I did manage to secure the new pipe to the bracket using a large hose clamp, the stock iron clamps were useless at this point.

Next, the double hanger bracket that attaches to the first flange had now shifted position, the passenger side just barely attached to the hanger bracket with the old stretched out donut.
The new 35352 and 35351 donuts were useless. They were way too small by almost a full inch.
The stock toyota donuts are part #90301-36001, and are almost impossible to find now. Luckily mine were in good enough shape to reuse.
The driver side of the flange hanger did not reach the bracket on the transmission mount even using the stock larger donut.
I improvised using some old steel brake line i had lying around, and fashioned a 2 inch length into a hook of sorts, put a little duct tape where it contacted the metal of the bracket, and hooked the other side to the donut on the flange hanger. Then i crimped it to tension using some channel pliers.
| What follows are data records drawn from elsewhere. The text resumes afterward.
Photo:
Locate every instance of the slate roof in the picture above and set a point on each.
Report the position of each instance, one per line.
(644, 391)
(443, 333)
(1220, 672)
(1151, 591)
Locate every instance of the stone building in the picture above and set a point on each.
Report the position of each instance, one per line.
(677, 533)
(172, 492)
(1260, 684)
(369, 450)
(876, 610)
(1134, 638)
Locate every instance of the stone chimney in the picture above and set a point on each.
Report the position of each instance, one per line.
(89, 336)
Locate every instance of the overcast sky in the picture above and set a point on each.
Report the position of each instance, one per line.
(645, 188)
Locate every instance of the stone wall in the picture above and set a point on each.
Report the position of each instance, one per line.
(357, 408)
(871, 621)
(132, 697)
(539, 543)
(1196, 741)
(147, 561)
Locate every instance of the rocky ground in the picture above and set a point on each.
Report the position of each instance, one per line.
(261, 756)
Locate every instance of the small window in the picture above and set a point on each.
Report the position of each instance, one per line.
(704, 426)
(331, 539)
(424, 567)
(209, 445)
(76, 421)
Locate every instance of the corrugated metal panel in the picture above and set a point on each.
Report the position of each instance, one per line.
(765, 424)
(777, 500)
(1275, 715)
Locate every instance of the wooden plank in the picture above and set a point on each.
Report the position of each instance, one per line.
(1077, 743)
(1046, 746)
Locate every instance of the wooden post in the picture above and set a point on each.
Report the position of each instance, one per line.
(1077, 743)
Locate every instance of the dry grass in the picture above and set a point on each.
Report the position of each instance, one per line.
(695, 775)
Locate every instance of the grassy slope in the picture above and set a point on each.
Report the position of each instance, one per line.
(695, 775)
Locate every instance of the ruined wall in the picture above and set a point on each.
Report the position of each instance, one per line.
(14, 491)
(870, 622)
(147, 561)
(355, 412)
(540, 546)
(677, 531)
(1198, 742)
The next hanger, which is welded to the chassis on one side and welded to the new pipe on the other side, was a real bitch. Literally a 3.5 inch gap between the 2.
Since this hanger did not use the donut style, it wasnt a hook, just a ball-end rod.
Luckily i had a spare non-donut hanger, i had to drill out the holes bigger to fit, and again i used the crimped brake line method from earlier to bridge the gap and keep the tension.

The next hanger leading up to the muffler is non-existant on the new pipe. I wish i hadnt wasted my time cleaning and painting the hanger bracket for this, perhaps in the future i can weld a hook on here and make use of it.

The last hangers at the end of the muffler are the only ones i didnt have any trouble with, however, again, the new donuts were useless, they caused the large muffler to rub on the bumper and probably would be a major problem after lowering the car off the jack.
I used 2 stock donuts here and besides having to bend a corner of the heat shield for clearance, there were no other issues.

I hope this helps someone, little things like this made a simple job take 2 full days of research and problem solving on the fly.
But its on now and i definitely feel the difference, i was surprised when i took off the stock elbow and realized the wastegate is completely blocked off. There is way less choking and resistance now.

As far as fuel cut, it didnt happen on the test drive, but i havnt gone freeway speeds yet or greater, but ill update once i do. I can only assume the other people posting about getting fuel cut after going 3 inch messed up something else along the way.
 

GilTheArtist

New Member
Dec 25, 2013
34
0
0
California
4 minutes ago · #5
Oh and as for the sound, with the baffle installed, at idle its actually very close if not the same volume as the stock sound.
With the baffle out at idle, its noticeably louder but not 'paranoid of getting pulled over' loud.
Im very happy with the sound, one of my biggest worries before doing this was that it would end up sounding like some queer honda exhaust, but its very deep and mellow. I love it.